I use Long-Lived Access Tokens on various places, such as Microsoft Flow but also locally on my machines. Most services that I use with this access token only needs access to one or two sensors, instead of the full blown permission set that it has now. As it can be hard to store these access tokens securely on a machine (read: not in plaintext), I would really like to give permissions on an entity-level to my Long-Lived Access Tokens.
A thought on this for whoever will implement this:
In my opinion the permissions should not be encoded within the token. I don’t know if someone would even think of doing this, but it would be valid thought since tokens are signed anyways, thus including the permission would seem somewhat secure.
The downside to this approach would be, that in case the secret to sign the tokens would be leaked, it would be possible for an attacker to generate with other permissions, and therefore granting more access than the token is supposed to provide.

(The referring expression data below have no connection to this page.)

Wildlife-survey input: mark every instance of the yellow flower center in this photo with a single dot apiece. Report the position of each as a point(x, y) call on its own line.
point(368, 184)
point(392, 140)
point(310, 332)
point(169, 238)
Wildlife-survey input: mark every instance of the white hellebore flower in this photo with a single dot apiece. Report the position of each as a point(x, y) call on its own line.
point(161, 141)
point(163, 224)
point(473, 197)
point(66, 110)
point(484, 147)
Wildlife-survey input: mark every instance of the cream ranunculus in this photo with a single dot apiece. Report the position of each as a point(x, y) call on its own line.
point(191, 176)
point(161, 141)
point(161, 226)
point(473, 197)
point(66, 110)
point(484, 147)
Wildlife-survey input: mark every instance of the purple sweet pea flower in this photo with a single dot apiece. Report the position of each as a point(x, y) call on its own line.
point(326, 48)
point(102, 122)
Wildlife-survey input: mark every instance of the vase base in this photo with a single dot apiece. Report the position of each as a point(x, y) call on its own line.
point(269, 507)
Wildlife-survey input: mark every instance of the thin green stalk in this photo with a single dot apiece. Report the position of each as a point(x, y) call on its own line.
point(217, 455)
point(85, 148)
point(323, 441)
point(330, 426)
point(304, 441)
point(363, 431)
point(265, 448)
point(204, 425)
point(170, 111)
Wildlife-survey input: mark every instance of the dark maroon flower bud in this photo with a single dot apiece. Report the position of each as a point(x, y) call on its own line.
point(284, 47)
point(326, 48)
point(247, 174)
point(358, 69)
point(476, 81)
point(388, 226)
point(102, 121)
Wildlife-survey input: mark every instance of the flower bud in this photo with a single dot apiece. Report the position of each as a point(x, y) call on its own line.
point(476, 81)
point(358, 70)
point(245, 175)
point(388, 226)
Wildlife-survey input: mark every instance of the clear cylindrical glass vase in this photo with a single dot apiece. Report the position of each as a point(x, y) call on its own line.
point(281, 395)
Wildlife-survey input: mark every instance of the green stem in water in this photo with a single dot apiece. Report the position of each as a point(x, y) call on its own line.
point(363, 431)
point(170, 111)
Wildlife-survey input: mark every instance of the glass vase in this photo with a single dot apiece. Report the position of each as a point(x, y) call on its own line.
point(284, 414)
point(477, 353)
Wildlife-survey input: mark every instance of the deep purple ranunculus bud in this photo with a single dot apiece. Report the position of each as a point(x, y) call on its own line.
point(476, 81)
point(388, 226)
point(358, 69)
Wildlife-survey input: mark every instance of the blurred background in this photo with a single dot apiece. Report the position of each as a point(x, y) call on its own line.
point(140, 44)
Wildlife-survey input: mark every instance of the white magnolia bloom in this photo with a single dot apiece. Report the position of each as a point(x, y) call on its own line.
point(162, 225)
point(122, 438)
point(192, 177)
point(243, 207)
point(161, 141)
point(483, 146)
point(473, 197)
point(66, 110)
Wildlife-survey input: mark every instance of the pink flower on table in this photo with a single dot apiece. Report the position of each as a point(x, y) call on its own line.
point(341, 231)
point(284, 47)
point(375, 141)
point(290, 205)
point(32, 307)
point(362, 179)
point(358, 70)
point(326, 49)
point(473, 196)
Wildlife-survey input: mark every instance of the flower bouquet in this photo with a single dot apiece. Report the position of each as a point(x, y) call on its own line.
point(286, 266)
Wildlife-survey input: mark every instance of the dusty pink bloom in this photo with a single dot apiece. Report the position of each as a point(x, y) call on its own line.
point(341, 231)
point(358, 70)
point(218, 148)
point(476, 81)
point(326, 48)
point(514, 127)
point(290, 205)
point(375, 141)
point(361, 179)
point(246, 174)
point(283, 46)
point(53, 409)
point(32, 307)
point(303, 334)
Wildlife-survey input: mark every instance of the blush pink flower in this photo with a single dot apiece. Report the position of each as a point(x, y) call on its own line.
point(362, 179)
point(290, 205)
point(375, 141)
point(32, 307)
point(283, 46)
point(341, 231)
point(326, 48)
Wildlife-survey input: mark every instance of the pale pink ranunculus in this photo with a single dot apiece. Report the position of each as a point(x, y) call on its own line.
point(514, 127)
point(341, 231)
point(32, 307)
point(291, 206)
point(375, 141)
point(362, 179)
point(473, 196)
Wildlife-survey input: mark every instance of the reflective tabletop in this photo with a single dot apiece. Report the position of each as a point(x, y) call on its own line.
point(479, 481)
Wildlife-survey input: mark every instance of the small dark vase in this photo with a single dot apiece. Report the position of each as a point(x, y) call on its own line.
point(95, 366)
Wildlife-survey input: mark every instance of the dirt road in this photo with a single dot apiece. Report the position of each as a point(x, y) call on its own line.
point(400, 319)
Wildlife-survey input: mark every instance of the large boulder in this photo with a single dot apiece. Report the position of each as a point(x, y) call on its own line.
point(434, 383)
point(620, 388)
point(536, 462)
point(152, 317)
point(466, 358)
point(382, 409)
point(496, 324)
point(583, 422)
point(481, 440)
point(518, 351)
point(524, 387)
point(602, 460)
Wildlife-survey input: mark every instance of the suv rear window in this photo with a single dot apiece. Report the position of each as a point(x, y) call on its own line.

So at least to me it would make more sense to assign the permissions separately to some sort of token-id within the token. With this in place HA would just first have to see if the token is valid, and if so, what the assigned permissions are, and based on them allow or reject the requested action.
Thanks for your input Daniel. That’s interesting. Microsoft is doing that with their Shared Access Keys for Azure Storage Accounts: https://docs.microsoft.com/en-us/rest/api/storageservices/create-account-sas
I would really love to see this implemented.